In jedem Fall hätte ich mich gefreut, wenn Sie als Wirtschaftsprofessor sich sachlich (und durchaus auch kritisch!) mit den Piraten und ihren Konzepten auseinandergesetzt hätten.

Stattdessen diffamieren Sie engagierte Bürger, die versuchen, Politik anders zu gestalten, als wir es bisher gewohnt sind. Mit den gleichen Argumenten hätten Sie vor 30 Jahren die Grünen aus den Parlamenten halten können. Dann hätten wir vermutlich heute noch das "System Kohl".
Ich bin mir allerdings nicht sicher, ob das tatsächlich erstrebenswert gewesen wäre.

Lieber Herr Professor Schweinsberg: Leider erreichen Sie mit dem Niveau Ihres Beitrags nicht einmal die Platte eines Bayerischen Stammtischs.
Wenn Sie geschwiegen hätten, wären Sie ein Philosoph geblieben!

Mit freundlichem Gruß
Joachim Jakobs

[1]
berlin.piratenpartei.de/.../...ogramm-v1screen.pdf
[2] www.grv-ev.de/home/pdf/GRVN091B.pdf
[3] www.hwwi.org/.../Grundeinkommen-Studie.pdf

Joachim Jakobs

Oktober 12. 2011 11:20

Sehr geehrter Herr Jakobs,

fahrscheinlos - kostenlos: Das ist Wortklauberei. Der Nutzer zahlt nichts. Die Kosten des ÖPNV tragen alle Bürger (Berliner).  Das bedeutet Umverteilung. Praktische Fragen: Wie beteiligen sich Berufspendler aus dem Umland an den Kosten und Touristen? Im Übrigen gilt: Was nichts kostet, ist nichts. Diese Diskussionen sind in den 1960ern und 1970ern breit geführt worden. Mobilität ist kein Grundrecht, sondern muss einen angemessenen Preis haben, um Fehlanreize zu vermeiden. Und im übrigen: Sie sollten den Protagonisten der Piraten raten ihr Parteiprogramm zu lesen, denn die sprechen auch ständig von kostenlosem ÖPNV.
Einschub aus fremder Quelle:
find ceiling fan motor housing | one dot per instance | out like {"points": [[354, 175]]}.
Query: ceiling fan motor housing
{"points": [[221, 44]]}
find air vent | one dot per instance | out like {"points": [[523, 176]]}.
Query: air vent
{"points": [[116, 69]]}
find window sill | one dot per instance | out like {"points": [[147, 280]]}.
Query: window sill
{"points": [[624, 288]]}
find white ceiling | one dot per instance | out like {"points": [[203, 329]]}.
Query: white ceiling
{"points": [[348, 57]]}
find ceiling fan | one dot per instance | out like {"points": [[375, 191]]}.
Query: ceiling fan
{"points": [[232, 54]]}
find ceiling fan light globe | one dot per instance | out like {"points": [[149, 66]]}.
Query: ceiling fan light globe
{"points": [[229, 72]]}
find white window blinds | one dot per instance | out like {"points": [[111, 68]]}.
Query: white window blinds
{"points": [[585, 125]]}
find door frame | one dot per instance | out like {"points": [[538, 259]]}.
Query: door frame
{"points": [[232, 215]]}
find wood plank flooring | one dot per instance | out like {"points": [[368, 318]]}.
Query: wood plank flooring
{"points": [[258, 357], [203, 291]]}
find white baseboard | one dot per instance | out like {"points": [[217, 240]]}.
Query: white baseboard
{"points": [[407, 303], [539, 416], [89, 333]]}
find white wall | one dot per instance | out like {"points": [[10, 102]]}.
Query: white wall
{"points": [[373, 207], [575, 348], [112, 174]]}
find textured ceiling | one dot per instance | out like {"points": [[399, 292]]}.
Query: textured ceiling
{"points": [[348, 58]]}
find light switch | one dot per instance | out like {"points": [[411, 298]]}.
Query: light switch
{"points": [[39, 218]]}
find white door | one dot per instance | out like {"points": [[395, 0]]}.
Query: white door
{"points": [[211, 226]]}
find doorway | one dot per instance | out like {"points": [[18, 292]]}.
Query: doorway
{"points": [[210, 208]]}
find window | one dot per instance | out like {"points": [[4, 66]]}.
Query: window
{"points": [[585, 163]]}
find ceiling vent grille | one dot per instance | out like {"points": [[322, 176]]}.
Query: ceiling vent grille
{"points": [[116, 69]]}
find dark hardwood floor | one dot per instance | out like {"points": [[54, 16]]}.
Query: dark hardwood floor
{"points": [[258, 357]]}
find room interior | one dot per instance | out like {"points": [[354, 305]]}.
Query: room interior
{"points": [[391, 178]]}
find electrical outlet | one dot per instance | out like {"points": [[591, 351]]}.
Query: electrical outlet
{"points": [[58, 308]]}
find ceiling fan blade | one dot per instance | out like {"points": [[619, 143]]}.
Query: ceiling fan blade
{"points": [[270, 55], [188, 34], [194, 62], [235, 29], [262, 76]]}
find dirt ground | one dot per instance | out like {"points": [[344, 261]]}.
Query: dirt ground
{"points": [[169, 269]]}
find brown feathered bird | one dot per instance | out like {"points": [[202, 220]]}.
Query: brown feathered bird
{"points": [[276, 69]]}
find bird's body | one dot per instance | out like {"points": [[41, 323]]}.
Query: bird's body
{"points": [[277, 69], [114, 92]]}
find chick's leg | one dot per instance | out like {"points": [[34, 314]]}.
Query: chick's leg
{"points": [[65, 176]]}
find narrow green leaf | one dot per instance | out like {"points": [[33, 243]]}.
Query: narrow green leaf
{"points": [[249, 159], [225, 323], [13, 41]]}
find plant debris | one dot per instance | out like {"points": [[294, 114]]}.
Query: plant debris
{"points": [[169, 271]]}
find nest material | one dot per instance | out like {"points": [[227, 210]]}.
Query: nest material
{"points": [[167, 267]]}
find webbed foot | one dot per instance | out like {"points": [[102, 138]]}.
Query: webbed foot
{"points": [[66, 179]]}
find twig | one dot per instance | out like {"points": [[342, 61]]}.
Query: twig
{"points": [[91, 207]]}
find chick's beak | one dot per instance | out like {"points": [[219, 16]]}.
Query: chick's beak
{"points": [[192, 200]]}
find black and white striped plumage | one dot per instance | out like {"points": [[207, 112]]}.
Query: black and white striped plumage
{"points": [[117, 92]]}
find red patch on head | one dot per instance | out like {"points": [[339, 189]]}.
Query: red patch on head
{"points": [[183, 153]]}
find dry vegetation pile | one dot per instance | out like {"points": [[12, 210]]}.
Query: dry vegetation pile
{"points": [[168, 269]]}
Bedingungsloses Grundeinkommen gehört meiner Meinung nach trotz Straubhaar, Werner & Co zu den Sozialutopien, nicht primär wegen der Kosten, die sich durch die Abschaffung anderer Sozialleistungen zumindest nach der Papierform finanzieren lassen. Aber ich glaube nicht an das Menschenbild liberaler oder marxistischer Denker: Es mag viele Menschen geben, die tun ihr Bestes aus Freude an der Arbeit. Aber es gibt ebenfalls eine große Zahl, die der extrinsischen Motivation bedürfen.

Schließlich: Das tacuisses Zitat zielt ins Leere. Ich bin weder von der Ausbildung noch von der Gesinnung Philosoph, sondern meine "dismal science" ist die Ökonomie.